Sphere Exclusion clustering
This manual describes the Sphere Exclusion clustering algorithm:
Introduction
Sphere Exclusion is a simple, intuitive selection method. Clustering begins by selecting an initial structure, including all structures that meet a defined similarity threshold in the first cluster, and repeating this process until all structures are in clusters. A subsequent clustering is also done as cluster formation is dependent on the initial structure and parameter selection.The structure selection process can be random or directed by some preprocessing of the structures. Clusters are defined by similarity and their number is not predetermined. Sphere exclusion is a method to select subsets, e.g. diverse subsets. The method is highly dependent on the initial element of the input file.

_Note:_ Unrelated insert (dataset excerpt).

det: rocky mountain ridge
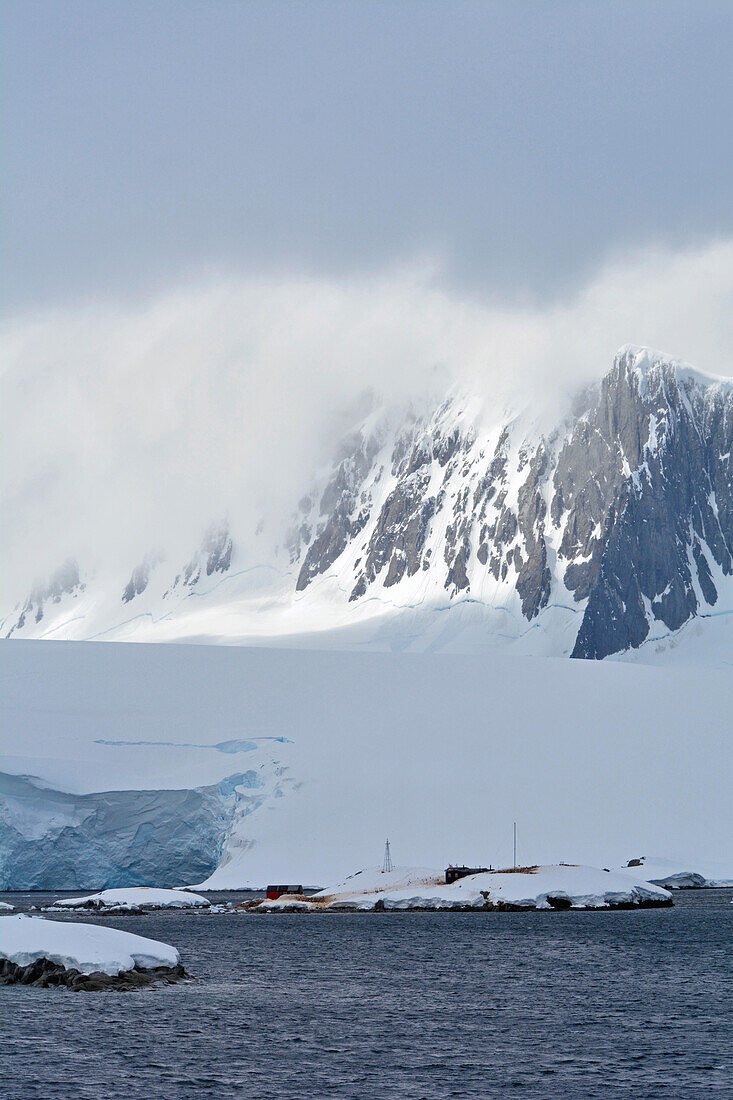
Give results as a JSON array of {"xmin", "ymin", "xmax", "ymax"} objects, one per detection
[{"xmin": 3, "ymin": 345, "xmax": 733, "ymax": 659}]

Fig. 1 Sphere Exclusion clustering
Usage
You can invoke the Sphere Exclusion algorithm via the jklustor command line tool:
jklustor [<options>] [<input files>]
Prepare the usage of the jklustor script or batch file as described in Preparing and Running Batch Files and Shell Scripts.
Options
sphex:[Minimal separation between cluster centroids] Use single level sphere exclusion clustering
-h, --help help message
-c, specify the clustering method
-o, --output <filepath> output file path (default: stdout)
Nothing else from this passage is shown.